Bismuth borate (Bi2(BO3)3) is an inorganic ceramic compound combining bismuth oxide with boric oxide in a 1:1.5 molar ratio. This material belongs to the family of heavy-metal borates and is primarily explored in research contexts for optical, thermal, and structural applications where bismuth-containing ceramics offer unique properties such as high refractive index, thermal stability, and potential photocatalytic activity. It is not widely deployed in mainstream industrial production but shows promise in advanced ceramics, materials science research, and specialized applications requiring bismuth's distinctive electronic or optical characteristics.
Bi₂Br is an inorganic ceramic compound composed of bismuth and bromine, belonging to the halide ceramic family. While not widely established in mainstream industrial production, this material represents a research-phase ceramic that could potentially serve in niche applications requiring bismuth-based compounds with halide chemistry.
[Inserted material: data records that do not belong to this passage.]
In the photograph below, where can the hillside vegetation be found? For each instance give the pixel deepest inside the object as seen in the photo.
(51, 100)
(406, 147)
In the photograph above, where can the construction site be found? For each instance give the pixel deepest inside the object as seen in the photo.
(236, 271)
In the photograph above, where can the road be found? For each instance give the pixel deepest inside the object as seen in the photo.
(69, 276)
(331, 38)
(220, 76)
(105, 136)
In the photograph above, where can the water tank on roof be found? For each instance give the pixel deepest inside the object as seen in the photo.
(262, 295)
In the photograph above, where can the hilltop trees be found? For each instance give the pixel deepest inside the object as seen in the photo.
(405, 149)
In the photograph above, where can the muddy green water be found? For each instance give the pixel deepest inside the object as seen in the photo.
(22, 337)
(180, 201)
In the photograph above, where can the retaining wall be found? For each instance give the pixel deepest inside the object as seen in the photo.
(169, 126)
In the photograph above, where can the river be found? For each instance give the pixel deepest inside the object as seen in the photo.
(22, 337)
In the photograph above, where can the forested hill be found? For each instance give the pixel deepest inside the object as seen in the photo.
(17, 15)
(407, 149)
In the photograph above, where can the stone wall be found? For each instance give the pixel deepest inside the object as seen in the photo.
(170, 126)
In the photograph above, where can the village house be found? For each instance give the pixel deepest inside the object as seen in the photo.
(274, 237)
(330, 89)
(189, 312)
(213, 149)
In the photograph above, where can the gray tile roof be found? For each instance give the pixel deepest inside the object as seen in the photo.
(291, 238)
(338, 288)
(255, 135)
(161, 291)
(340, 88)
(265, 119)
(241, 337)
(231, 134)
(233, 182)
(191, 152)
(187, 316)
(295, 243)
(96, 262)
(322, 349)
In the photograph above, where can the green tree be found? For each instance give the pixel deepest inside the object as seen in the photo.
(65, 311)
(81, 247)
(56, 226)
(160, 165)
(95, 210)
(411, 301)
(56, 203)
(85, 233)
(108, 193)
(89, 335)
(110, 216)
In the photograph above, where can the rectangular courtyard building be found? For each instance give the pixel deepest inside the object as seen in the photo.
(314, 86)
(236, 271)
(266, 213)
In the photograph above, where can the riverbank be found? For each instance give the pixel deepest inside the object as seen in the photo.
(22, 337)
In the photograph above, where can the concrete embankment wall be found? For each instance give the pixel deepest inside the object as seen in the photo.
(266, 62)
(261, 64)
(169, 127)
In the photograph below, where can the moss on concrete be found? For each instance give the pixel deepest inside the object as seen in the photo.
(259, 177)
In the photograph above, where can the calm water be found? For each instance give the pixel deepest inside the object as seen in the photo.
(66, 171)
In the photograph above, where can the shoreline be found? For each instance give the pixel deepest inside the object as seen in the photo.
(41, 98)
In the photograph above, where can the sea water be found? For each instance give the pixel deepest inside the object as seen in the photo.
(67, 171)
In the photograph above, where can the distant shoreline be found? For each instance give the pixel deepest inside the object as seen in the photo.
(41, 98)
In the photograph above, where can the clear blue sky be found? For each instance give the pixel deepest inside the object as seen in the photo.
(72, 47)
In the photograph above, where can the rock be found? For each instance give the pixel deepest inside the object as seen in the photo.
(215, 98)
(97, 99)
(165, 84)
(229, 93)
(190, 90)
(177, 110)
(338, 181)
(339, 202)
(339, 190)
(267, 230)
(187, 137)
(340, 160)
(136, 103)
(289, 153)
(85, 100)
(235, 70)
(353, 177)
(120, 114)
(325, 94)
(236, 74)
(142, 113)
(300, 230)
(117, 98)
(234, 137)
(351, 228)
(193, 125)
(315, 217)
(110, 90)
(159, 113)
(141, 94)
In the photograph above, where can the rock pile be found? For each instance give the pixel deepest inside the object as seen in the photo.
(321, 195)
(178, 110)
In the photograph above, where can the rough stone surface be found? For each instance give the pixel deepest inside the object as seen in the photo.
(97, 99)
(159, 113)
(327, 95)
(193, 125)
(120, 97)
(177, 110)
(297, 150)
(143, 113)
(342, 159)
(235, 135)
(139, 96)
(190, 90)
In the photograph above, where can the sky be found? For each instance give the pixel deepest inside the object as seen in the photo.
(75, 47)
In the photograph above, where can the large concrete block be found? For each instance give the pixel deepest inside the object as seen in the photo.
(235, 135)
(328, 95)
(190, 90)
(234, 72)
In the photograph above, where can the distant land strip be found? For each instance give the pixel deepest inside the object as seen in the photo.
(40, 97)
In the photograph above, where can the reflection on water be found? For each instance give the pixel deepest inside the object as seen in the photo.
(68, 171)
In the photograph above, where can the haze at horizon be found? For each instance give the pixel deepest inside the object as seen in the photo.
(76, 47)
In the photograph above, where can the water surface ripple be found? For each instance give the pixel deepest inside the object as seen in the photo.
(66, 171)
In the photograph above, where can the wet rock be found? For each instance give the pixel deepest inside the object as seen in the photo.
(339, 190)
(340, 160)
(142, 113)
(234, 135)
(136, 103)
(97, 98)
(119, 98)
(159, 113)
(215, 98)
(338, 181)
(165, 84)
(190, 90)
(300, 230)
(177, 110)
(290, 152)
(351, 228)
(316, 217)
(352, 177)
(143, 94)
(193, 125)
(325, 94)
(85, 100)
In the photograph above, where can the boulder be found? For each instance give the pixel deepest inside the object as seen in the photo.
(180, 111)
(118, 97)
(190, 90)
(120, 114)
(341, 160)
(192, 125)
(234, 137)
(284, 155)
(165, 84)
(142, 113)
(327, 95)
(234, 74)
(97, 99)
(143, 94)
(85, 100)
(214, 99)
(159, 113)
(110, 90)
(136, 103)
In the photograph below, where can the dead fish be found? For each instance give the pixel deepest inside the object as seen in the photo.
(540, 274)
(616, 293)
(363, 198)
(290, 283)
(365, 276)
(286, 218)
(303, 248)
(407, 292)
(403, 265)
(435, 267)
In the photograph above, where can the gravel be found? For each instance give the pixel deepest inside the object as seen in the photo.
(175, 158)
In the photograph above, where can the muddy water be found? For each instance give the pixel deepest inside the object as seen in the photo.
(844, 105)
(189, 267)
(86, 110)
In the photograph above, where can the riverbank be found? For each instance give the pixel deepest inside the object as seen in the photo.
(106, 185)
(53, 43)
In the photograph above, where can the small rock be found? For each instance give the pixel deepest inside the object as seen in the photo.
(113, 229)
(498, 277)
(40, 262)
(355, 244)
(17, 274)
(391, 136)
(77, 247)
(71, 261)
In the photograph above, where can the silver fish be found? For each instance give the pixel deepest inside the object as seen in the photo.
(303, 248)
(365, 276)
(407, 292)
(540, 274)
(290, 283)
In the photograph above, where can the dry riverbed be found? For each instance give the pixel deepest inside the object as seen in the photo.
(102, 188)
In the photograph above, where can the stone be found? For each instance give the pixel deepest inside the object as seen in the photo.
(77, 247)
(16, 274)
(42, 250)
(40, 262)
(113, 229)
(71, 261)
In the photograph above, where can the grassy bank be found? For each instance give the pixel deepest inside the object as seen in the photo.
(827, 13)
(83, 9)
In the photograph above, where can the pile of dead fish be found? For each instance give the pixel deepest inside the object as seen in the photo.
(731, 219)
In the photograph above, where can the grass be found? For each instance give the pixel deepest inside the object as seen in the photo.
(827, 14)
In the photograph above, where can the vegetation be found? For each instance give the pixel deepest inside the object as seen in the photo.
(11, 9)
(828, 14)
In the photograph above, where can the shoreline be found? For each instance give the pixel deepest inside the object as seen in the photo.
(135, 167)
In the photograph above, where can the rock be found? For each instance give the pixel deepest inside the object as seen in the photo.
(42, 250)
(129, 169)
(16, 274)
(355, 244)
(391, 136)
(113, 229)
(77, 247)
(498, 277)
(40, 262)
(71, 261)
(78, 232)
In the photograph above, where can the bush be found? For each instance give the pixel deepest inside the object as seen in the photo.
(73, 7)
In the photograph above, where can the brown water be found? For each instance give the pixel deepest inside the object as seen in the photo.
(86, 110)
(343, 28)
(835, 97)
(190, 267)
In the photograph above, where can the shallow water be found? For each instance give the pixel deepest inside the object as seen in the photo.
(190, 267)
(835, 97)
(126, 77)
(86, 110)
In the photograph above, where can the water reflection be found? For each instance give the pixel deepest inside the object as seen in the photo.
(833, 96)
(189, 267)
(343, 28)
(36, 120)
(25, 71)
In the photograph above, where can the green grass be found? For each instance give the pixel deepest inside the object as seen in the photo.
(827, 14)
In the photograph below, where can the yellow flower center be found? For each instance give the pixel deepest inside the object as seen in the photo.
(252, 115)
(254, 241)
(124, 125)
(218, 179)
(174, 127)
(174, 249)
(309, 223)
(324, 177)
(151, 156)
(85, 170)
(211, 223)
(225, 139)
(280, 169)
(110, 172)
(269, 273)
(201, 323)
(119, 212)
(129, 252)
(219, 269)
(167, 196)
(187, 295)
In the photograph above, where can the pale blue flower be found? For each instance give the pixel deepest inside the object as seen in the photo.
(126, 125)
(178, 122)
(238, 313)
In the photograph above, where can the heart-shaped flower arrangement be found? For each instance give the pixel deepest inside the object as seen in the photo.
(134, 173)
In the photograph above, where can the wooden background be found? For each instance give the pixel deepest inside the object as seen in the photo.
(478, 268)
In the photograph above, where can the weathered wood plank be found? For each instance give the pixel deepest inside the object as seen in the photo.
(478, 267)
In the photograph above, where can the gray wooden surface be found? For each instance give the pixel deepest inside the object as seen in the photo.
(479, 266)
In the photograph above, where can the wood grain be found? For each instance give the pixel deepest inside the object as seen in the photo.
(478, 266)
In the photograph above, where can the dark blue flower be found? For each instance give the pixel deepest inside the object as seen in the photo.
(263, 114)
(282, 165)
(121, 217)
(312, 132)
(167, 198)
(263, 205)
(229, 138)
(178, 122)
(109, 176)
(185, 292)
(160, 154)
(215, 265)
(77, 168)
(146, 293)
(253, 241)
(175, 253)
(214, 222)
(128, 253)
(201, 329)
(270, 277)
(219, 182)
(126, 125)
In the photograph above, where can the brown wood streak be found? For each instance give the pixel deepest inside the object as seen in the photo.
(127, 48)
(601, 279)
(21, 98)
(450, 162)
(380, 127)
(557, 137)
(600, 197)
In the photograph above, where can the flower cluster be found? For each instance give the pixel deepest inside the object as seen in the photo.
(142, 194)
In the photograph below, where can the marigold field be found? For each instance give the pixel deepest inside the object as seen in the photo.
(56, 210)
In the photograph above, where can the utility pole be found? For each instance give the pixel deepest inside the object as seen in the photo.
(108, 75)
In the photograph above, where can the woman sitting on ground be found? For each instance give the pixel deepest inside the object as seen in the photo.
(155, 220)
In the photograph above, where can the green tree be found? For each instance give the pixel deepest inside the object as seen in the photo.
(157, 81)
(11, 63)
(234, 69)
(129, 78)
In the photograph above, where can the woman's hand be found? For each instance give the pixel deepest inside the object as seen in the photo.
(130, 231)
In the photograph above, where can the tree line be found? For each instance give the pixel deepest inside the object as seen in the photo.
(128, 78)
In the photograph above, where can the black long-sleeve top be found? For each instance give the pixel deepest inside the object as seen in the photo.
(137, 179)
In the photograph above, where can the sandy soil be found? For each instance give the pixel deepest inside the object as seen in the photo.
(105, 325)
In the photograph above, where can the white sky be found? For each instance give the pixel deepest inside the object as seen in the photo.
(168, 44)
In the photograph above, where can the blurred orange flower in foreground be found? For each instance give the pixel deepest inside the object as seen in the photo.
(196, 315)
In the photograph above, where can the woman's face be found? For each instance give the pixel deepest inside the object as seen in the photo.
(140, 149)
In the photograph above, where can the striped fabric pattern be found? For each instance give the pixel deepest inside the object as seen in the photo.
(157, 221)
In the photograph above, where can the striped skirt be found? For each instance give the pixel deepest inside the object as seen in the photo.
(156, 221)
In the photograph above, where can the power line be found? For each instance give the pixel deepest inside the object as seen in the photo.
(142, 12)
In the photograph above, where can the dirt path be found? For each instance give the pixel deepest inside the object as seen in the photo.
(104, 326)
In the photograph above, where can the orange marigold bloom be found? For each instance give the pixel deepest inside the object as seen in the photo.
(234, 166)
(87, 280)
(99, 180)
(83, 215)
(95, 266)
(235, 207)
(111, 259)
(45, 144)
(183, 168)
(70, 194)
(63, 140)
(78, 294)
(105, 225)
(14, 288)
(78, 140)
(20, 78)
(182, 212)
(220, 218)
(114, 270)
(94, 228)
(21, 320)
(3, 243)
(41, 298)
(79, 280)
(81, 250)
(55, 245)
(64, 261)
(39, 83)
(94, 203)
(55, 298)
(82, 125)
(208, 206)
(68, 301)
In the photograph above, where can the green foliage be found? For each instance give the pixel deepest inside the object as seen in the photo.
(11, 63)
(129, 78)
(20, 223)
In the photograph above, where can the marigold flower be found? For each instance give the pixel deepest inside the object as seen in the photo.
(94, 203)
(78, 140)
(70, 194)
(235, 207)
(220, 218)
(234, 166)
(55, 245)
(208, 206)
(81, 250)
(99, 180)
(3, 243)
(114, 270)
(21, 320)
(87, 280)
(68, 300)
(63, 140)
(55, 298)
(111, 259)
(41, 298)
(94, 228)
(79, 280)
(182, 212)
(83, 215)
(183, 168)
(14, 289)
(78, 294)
The bismuth halide family has attracted academic interest for optoelectronic and photovoltaic applications due to bismuth's unusual electronic properties, though Bi₂Br specifically remains largely in exploratory stages with limited commercial deployment data.
Bi2C3N6 is a ternary ceramic compound combining bismuth, carbon, and nitrogen into a mixed-valence crystal structure. This is a research-phase material primarily studied for its potential in high-temperature applications and as a precursor to layered ceramic composites, with particular interest in the boron nitride and transition metal carbide/nitride family of advanced ceramics. The material represents an emerging class of complex nitride ceramics that may offer advantages in thermal stability and chemical resistance compared to conventional single-phase ceramics, though industrial applications remain limited pending further development and characterization.